This is especially true, given the improved sentiment we are seeing in the UK with reduced uncertainty, now that they have formally withdrawn from the EU. As expected, the U.S. development business improved in Q4 compared with Q3, despite the impact of some deal slippage into the first quarter of 2020 and we are continuing to transact sales at previously anticipated valuation levels.

In addition, underlying market trends remained strong, as evidenced by our in-process portfolio and pipeline together reaching new record levels at year-end 2019, with our in-process activity increasing by $2.1 billion, while the pipeline increased $2.3 billion, of which more than 65% of the increase was attributable to Telford.

In Investment Management, we raised $13 billion in capital during 2019 while AUM increased by more than $6 billion in the quarter to nearly $113 billion. Both our capital raising and total AUM are new records for the business.

Importantly, Investment Management revenue excluding carried interest, which is largely recurring fee-based revenue climbed to approximately $395 million for the year. This drove the contribution from recurring adjusted EBITDA within the REI business to over 40% of this segment's full year total adjusted EBITDA.

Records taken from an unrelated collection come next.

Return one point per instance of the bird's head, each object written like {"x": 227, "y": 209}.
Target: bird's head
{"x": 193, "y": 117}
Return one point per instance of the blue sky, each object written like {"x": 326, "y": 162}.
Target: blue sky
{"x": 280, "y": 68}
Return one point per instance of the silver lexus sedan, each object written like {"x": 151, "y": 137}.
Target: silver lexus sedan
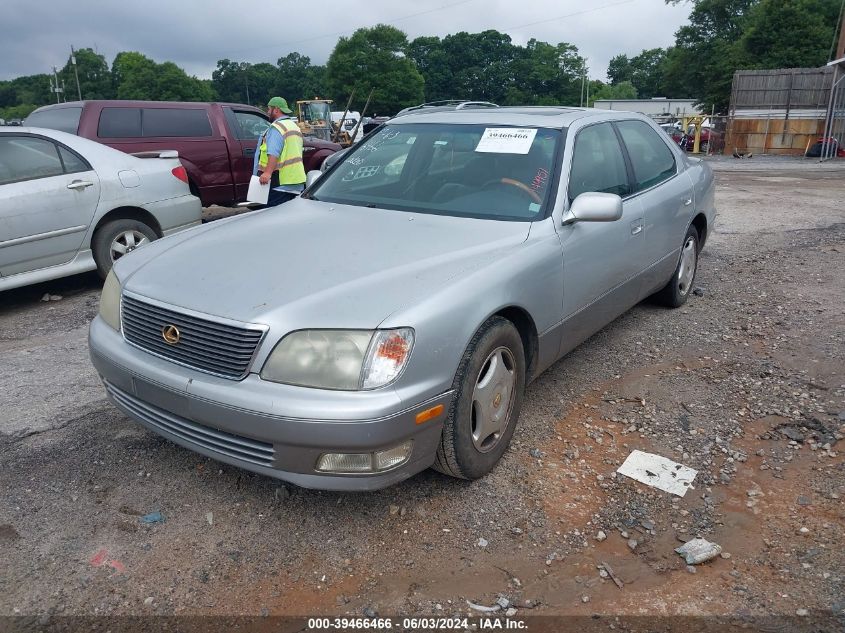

Turning to our outlook for 2020. On Slide 11, we anticipate another year of solid growth for CBRE given our current expectation of the continued appeal of commercial real estate relative to other asset classes and our cautiously optimistic view that GDP will expand versus 2019. We also expect the diversity of our revenue across lines of business. Our client base and geographies will be supportive of our growth in 2020.

Advisory services fee revenue is expected to increase in the mid-single digit range, driven by growth of a similar range in both leasing and capital markets. This outlook reflects the tough comparisons we will face in the first half of the year and the activity we've seen so far in 2020. It also reflects a subdued set of expectations for the APAC region, primarily China as a result of the impacts from coronavirus.

For the Global Workplace Solutions segment, we anticipate fee revenue rising in the low double-digit percentage range. We expect to renew and/or expand around 90% of our expiring contracts, consistent with our historical average.

Given the strong growth we've been delivering in this segment and the highly differentiated platform CBRE offers to our outsourcing clients, we expect to be increasingly focused on profitability. As a result, we expect to continue to be selective going forward about the accounts we are willing to service and how we design our commercial approach to them.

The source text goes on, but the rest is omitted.